KOLKATA: Securities and Exchange Board of India (Sebi) started their probe into Rose Valley's alleged Ponzi schemes when the then state finance secretary, Chanchal Mal Bachhawat, raised the alarm against the group in 2010.
In 2010, Rose Valley's real estate arm was raising public money through several schemes. Alarmed with the rapid spread of the schemes, Bachhawat lodged a complaint with the registrar of companies. Rose Valley had been issuing debentures in 2000-'01, 2004-'05, 2005-'06 and 2007-'08.
In the complaint, Bachhawat alleged that Rose Valley Real Estate & Construction Ltd had been issuing an unlimited number of secured debentures to the public.
Based on registrar of companies' complaint, Sebi started an inquiry into the case and found that Rose Valley had raised Rs 5 crore by issuing secured debentures. Around 791 persons had subscribed to the scheme. Rose Valley raised another Rs 4.97 crore in the same year by issuing non-convertible debentures to 383 persons. According to Enforcement Directorate (ED) officials, Rose Valley flouted Sebi norms during the process.

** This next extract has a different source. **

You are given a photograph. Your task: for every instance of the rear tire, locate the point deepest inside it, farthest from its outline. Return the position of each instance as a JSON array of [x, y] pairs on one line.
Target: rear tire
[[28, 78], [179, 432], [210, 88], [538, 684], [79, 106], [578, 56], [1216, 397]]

Sources in ED said that Rose Valley raised a total of Rs 12.82 crore by issuing secured debentures to the public without complying with the Sebi Act. The debentures were issued to a total of 2,585 persons. The case was later referred to the Securities Appellate Tribunal in Mumbai. In its reply, Rose Valley claimed that the amount mobilized by it had a reflection in the balance sheets. Rose Valley also claimed that the company had already paid Rs 3 crore to the shareholders.

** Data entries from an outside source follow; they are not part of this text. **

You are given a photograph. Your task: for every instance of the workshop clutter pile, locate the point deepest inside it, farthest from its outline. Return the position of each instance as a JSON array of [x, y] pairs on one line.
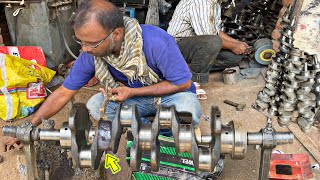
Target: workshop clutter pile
[[22, 84], [255, 21], [292, 81]]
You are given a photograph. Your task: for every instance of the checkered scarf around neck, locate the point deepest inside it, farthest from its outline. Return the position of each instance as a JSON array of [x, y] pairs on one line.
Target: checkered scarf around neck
[[131, 61]]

Sebi, on the other hand, found the documents submitted by Rose Valley group inadequate. It also alleged that the firm did not file any document regarding the issuance of non-convertible debentures for 2001-06. It also alleged that for all the debentures, through which the company raised money from the public, documents were incomplete.
"In 2013, we had written to Sebi that all the money collected through debentures were paid back. The court also found submitted documents to be sufficient," said a Rose Valley group lawyer.
The Securities Appellate Tribunal later reduced the penalty on Rose Valley from Rs 1 crore to Rs 10 lakh.
According to ED officials, the fund collected from issuing the non-convertible debentures was primarily deposited in several bank accounts of Rose Valley. It was then diversified and utilized in other businesses.
ED has also alleged that funds accumulated through schemes like 'Ashirbad' were later invested in the project at Mandarmani.
ED officials, who are interrogating Gautam Kundu at present, are looking into transactions through an account with a nationalized bank. According to them, the money trail will eventually lead them to discover how the amount was utilized.
According to ED officials, Rose Valley chairman Kundu used the word secure debentures to lure investors and give them a feeling of false safety.
During investigation, ED officials found that one of the debenture holders had neither received any debenture nor was the money refunded to him. ED sources said that the debenture holder was threatened by the Rose Valley group employees and was told not to disturb them about the issue further.